Friday, February 12, 2021

From bubble busting to short squeezes and back again - Business displacement meets speculative finance



The world turns differently in a risk-on displacement market. The pandemic has been disruptive to many businesses which creates huge displacements in valuation. Some firms may never return to their old profitability and market positioning. Others will rebound or may reinvent themselves. Given the economic spike down, revised economic growth can turn losers into winners. There will be new winners and losers, and many of  the old ways of extrapolating sales and earnings just will not work. 

Disruption and displacement lead to valuation uncertainty and one man's value play is another man's possible speculative bubble. Greater return dispersion will occur across and within industries. Hence, there can be extreme short interest in some names viewed as having excessive prices and huge flows into names that are expected to be set for a new lift-off. There can be inflows and short interest growing at the same time. This is a condition that cannot last. There will be a winner and loser as valuation is revealed. 
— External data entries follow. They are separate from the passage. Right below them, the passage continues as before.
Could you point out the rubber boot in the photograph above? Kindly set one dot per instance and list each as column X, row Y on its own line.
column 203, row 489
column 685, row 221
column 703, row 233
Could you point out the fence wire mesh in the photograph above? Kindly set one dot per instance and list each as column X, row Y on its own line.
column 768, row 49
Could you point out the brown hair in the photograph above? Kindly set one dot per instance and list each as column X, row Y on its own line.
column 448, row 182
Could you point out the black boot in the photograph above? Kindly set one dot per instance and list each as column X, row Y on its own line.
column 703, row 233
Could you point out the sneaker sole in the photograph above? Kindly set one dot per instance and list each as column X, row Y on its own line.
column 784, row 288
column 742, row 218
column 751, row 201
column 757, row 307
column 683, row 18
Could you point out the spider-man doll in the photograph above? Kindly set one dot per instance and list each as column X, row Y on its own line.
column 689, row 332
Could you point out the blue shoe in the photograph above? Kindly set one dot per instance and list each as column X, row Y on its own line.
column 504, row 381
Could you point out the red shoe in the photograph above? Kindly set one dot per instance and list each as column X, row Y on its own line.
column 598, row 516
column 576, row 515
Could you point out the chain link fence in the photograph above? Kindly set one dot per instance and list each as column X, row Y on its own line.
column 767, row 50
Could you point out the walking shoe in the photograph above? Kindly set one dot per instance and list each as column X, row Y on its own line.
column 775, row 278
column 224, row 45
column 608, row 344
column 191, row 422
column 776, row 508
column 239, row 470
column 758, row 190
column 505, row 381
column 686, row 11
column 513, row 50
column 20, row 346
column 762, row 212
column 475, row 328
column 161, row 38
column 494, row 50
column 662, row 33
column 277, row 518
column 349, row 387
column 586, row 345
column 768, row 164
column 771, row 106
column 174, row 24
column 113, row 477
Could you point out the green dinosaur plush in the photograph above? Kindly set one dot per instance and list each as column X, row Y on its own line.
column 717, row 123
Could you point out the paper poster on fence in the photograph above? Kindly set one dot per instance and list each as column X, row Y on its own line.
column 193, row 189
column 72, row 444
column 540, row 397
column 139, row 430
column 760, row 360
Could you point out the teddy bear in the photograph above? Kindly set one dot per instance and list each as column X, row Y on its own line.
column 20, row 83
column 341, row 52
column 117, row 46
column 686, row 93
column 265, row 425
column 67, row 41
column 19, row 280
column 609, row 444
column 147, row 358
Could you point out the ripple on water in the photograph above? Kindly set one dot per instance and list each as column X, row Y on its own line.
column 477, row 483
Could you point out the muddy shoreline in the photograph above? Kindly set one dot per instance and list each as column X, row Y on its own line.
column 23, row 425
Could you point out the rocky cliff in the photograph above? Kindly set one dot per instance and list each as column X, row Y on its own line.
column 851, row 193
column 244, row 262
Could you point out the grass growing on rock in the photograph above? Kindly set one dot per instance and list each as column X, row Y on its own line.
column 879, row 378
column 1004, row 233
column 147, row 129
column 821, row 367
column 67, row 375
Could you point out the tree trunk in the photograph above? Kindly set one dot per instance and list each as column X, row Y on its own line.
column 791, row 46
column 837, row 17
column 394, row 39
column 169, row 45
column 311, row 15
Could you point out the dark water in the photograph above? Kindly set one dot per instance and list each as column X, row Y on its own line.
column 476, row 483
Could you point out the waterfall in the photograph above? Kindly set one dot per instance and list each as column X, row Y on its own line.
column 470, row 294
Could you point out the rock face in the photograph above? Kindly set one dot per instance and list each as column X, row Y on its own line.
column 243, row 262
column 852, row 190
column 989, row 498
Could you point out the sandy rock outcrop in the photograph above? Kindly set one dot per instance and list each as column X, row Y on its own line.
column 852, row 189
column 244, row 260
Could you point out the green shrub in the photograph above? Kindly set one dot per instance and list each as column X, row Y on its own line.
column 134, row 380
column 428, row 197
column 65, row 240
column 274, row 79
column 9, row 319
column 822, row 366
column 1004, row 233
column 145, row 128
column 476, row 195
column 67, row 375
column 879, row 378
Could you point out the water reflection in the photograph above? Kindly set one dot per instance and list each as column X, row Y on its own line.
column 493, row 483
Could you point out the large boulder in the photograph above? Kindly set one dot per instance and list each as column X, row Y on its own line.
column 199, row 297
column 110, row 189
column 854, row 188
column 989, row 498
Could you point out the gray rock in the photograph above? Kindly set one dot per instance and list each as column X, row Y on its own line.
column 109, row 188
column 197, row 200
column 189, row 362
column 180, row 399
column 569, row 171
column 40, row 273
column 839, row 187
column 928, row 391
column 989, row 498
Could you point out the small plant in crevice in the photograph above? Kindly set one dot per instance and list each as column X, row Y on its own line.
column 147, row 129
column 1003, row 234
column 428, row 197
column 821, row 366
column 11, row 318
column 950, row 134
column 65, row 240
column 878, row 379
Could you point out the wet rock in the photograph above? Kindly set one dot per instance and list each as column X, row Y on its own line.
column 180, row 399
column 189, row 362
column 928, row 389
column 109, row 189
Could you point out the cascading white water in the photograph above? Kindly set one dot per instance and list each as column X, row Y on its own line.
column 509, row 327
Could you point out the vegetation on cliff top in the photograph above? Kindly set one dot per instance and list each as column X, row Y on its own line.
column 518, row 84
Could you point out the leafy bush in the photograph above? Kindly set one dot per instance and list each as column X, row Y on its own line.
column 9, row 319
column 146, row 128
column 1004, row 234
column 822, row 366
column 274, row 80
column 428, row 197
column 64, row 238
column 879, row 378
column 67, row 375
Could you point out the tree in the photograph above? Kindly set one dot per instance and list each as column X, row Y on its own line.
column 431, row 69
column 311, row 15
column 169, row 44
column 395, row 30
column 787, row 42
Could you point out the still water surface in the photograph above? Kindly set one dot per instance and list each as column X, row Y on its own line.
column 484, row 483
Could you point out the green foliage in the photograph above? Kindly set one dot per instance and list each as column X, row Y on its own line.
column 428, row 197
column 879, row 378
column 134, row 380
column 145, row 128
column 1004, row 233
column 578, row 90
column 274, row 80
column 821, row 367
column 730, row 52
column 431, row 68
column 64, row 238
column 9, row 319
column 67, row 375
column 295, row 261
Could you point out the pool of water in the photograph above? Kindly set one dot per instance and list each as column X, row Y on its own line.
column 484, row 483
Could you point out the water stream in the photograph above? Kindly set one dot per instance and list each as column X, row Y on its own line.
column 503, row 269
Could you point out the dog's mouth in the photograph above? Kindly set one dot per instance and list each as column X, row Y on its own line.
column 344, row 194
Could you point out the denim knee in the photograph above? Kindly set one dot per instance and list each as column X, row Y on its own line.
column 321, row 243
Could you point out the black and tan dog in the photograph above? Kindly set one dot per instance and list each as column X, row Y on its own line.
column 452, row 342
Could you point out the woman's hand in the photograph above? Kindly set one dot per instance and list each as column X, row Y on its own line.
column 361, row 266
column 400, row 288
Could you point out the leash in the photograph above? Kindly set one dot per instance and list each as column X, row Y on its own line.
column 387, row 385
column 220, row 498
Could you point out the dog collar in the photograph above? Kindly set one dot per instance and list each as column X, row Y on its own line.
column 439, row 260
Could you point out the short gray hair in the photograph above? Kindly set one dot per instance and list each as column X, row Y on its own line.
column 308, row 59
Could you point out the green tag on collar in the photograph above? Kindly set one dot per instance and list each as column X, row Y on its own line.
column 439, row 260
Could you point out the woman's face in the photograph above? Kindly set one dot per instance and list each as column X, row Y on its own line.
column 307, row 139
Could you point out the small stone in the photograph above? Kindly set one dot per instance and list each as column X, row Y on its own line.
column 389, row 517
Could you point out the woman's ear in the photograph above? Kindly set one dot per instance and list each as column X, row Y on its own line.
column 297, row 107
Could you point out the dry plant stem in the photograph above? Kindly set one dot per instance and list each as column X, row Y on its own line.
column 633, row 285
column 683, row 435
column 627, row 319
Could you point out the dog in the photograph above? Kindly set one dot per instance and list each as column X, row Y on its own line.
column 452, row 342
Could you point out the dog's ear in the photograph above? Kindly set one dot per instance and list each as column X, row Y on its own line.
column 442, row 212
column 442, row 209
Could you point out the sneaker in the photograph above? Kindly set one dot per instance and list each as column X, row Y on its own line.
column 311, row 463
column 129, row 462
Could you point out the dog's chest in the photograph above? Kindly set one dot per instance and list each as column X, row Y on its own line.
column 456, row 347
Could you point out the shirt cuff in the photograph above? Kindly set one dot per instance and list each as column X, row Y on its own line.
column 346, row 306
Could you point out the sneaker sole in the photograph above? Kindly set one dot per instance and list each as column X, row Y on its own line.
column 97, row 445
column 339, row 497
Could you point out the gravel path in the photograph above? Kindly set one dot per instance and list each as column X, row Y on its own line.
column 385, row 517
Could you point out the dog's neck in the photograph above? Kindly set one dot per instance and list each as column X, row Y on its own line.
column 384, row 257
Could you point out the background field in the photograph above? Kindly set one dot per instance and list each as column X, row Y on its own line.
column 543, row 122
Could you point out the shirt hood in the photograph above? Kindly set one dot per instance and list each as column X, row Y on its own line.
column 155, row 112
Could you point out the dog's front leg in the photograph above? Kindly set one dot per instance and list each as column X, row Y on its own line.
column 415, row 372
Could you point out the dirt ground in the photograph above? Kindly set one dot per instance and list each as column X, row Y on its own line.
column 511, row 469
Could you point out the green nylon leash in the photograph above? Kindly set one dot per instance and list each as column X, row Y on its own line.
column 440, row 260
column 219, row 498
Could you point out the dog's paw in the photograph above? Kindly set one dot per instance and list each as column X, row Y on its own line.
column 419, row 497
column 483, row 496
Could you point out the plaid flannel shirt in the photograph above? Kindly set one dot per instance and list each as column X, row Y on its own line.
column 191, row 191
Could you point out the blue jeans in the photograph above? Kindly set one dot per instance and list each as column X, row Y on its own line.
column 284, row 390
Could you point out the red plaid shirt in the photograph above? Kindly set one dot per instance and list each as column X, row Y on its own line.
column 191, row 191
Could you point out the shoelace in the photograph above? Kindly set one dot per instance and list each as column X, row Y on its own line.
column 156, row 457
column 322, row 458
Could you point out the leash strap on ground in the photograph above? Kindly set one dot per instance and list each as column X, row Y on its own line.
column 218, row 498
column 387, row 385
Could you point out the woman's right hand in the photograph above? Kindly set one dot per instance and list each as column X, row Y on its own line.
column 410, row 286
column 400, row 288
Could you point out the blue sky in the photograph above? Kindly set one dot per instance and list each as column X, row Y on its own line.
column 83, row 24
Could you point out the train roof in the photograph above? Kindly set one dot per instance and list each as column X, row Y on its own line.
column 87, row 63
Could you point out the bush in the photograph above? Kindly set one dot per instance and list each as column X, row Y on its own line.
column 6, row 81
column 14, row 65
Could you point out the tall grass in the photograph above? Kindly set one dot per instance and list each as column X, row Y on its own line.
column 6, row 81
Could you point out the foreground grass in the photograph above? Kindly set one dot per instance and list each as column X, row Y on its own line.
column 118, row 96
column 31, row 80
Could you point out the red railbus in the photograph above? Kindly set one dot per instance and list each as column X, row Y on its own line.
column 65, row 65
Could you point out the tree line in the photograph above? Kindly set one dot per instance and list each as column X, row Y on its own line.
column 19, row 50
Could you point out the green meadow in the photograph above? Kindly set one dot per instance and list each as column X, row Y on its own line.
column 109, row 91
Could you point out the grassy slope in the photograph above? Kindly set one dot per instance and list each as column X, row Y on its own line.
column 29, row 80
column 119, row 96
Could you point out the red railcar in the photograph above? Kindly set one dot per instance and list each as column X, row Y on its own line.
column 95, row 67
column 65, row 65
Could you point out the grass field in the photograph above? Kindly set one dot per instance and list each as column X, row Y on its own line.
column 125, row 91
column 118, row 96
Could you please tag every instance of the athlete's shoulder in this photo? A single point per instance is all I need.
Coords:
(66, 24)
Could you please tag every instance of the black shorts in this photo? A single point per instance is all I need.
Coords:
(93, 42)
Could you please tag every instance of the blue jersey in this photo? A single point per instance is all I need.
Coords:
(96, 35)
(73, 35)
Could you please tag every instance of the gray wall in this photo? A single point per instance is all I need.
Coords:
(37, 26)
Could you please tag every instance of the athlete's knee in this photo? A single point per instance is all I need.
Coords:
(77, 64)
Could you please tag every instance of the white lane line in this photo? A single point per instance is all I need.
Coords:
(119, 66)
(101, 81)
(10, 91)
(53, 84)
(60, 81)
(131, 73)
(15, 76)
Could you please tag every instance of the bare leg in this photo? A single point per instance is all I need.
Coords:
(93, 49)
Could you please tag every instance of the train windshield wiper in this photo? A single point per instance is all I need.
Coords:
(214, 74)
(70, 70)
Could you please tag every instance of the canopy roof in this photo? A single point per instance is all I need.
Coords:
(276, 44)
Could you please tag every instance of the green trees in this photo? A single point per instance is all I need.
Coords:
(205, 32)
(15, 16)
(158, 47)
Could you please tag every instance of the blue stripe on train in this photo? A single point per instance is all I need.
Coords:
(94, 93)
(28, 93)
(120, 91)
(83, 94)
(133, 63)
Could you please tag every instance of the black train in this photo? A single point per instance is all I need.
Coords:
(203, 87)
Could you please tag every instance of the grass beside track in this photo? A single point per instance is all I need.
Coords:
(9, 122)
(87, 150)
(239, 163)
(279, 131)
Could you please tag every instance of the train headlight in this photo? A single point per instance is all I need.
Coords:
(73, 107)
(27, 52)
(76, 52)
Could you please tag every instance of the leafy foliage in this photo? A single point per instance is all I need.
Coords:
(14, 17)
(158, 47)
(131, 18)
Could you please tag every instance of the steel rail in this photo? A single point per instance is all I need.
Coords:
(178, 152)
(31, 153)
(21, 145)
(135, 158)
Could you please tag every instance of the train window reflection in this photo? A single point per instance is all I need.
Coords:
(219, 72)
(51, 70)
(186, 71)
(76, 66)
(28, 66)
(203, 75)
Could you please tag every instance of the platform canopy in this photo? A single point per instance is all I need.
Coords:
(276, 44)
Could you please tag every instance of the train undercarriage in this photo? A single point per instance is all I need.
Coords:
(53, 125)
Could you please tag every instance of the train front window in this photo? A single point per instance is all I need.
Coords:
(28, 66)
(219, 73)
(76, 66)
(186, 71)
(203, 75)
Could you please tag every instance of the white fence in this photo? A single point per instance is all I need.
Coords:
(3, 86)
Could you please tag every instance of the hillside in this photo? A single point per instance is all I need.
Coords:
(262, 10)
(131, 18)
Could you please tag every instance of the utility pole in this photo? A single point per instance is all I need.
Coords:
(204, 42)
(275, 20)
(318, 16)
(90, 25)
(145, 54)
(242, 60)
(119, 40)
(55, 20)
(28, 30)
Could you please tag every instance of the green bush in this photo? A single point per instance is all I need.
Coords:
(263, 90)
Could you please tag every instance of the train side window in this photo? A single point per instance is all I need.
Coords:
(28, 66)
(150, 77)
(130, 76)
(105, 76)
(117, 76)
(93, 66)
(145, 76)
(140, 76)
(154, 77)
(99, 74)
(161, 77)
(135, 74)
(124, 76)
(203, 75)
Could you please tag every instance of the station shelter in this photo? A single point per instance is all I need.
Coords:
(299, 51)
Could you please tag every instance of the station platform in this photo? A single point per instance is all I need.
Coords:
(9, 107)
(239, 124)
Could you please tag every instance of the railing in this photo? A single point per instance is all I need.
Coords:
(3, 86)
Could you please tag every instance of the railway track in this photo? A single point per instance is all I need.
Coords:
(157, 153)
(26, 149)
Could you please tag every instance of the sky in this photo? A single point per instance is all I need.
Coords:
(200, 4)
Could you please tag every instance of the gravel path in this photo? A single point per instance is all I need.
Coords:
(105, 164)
Yet, when short interest gets too large, the bubble hunter becomes the hunted, and we move to a short squeeze. What make sense for one short trader becomes irrational in the aggregate; a sign of crowded herd behavior. The excessive bubble crowd switches to the negativity crowd, and it becomes a race to see who has the deeper pockets and exposure staying power. Reality will be somewhere in the middle but overshoots will occur as excessive feedback loops continue to be the norm. 

For those on the sidelines, these localized extremes should be viewed as important warning signals. Little bubbles and extreme behavior at the individual market level may just tell us that the bigger asset class bubbles may quickly move to the forefront, albeit this talk has been going on for some time. With a speculative mindset, excessive and cheap capital, and the inexpensive marketability of financial products and brokerage, the potential for upside and downside overshoots is more likely. We now live in a fat-tail world. 

Nevertheless, there are ways to play the game better.

1. Know the rules of the game. At extremes, the rules will change or the obscure (fine print) rules will be invoked. See the margin changes brokerage restrictions of January.

2. Think through extreme scenarios. Extremes will occur so be ready through anticipating low probability events. Can bad stock move higher? Can markets overshoot fundamentals? Can expected risks be breached?

3. Be ready for both left and right tail events. Everyone has been talking about meltdowns, but in January we saw the opposite melt-ups. Can you live in a fat-tail world? How will you adjust to fat-tails?